Out of surgery and doing well! Deo Gratias!

Dad indeed did have a complete hip replacement today and they also set his wrist which was cleanly broken. So, generally speaking that is good news and what is standard procedure in these cases (Thanks to my good friend Dr. Beth Rooney, who is a physical therapist and who gave me the crash course in what happens when someone breaks a hip).

Prayer was rich today, as I took the morning to settle in and pray deeply. I continued prayer as I shoveled snow this morning (my walk and the sidewalk). I felt like a kid thinking about my childhood with my father. Snowy days of pushing cars out of the muck and winter camping in lean-twos (three sided houses—brrrr).

But mostly I thought of his great and generous spirit. My dad, now retired, was a school custodial worker for 30 years. He was a beloved person in his school (when he retired they threw him quite a party) and was always generous to both the children, teachers and staff–but more importantly the neighborhood. The firehouse down the street made him an honorary firefighter because of the strong friendships that he developed with the guys and because he’d take the snowblower and extra block so they awoke to a clean driveway for the rigs. “Those guys deserve it,” he’d say. “They run into burning buildings and it doesn’t matter who’s inside. The least we can do is let them rest and take care of their driveway.”

He’s given a lot to me and our family and today especially, I am overwhelmed by gratitude.

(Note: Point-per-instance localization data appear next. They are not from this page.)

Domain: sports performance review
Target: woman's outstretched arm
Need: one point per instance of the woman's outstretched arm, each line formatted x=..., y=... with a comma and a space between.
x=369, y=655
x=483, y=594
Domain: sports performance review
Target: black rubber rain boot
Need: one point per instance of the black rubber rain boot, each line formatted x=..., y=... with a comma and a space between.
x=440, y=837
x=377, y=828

One of the holiest men I know, Fr. Tom Ryan, CSP, recently reported to me that this was the first Christmas that he spent without his mother and father, both of them passing on recently. He spent this Christmas with his siblings and their children and he noticed his parent’s influence everywhere. Then he said something simply wonderfully filled with grace:

“I was filled with such gratitude for them, so thankful that they took the time to start this family.”

A touching thought of thankfulness, given to those now gone before him, but trickling down to those of us who still have our parents, now in their old age or even those who are still young. Fr. Tom got to know his siblings better over the break and their children too and grace abounds. How often do any of us pause and just take a brief moment for gratitude for the genesis of our family trees?

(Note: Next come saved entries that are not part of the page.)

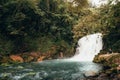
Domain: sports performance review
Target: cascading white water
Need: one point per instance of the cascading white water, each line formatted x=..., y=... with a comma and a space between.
x=88, y=47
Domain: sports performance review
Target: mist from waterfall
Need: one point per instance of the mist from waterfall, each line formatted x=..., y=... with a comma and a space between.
x=88, y=47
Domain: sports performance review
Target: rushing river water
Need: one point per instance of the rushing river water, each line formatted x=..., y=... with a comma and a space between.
x=75, y=68
x=48, y=70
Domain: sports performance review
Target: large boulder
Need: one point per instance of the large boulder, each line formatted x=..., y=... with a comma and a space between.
x=16, y=58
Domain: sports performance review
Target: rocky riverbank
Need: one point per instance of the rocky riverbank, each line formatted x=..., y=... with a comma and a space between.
x=111, y=67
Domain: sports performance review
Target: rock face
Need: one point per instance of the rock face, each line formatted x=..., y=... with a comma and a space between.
x=111, y=60
x=16, y=58
x=90, y=74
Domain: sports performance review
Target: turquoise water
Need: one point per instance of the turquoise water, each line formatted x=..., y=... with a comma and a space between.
x=48, y=70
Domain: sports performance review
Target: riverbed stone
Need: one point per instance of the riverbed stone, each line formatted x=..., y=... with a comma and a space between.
x=16, y=58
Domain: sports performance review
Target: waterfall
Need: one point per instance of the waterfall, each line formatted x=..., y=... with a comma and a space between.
x=88, y=47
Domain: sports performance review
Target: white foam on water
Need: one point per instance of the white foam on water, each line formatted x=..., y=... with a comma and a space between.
x=88, y=47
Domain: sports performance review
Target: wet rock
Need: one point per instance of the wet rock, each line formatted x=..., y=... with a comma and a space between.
x=90, y=74
x=16, y=58
x=41, y=58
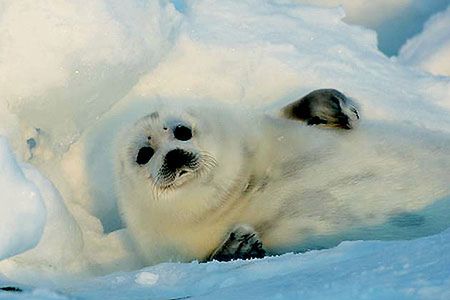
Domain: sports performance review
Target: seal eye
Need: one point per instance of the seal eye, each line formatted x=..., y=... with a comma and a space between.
x=144, y=155
x=182, y=133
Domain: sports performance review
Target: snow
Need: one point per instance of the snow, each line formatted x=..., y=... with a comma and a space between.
x=416, y=269
x=430, y=50
x=70, y=75
x=23, y=213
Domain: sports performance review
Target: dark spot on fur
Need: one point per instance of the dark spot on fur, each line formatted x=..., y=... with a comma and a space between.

Older people look back with a much gentler gratitude, I think. My wife’s family holds a family Christmas party each year, a command performance, to be sure. Her grandparents were fixtures and one of my favorite moments was when Marion’s grandmother looked into the eyes of her husband, then 96 years old and not able to see or hear well. She said a simple excited phrase: “Louie, look what we did! There’s about 80 people here!”

Today, let us take a moment to be grateful for life. Ours and our families and friends. I’m grateful too, for my colleagues here who have kept me sane today. Even for those of us who don’t always have great relationships with our families, can gratitude sneak in perhaps in smaller ways–for birth, for safety, for attempts at forgiveness?

Breathe in deeply and fill your lungs with the air that gives us life, the spirit that propels us into the action of grace, where we live not merely for ourselves but for others. That spirit belongs to my dad and I pray he’s given a bit of that to me. May that someone who has enabled grace to take root in you, be in your memory and prayers today. Amen.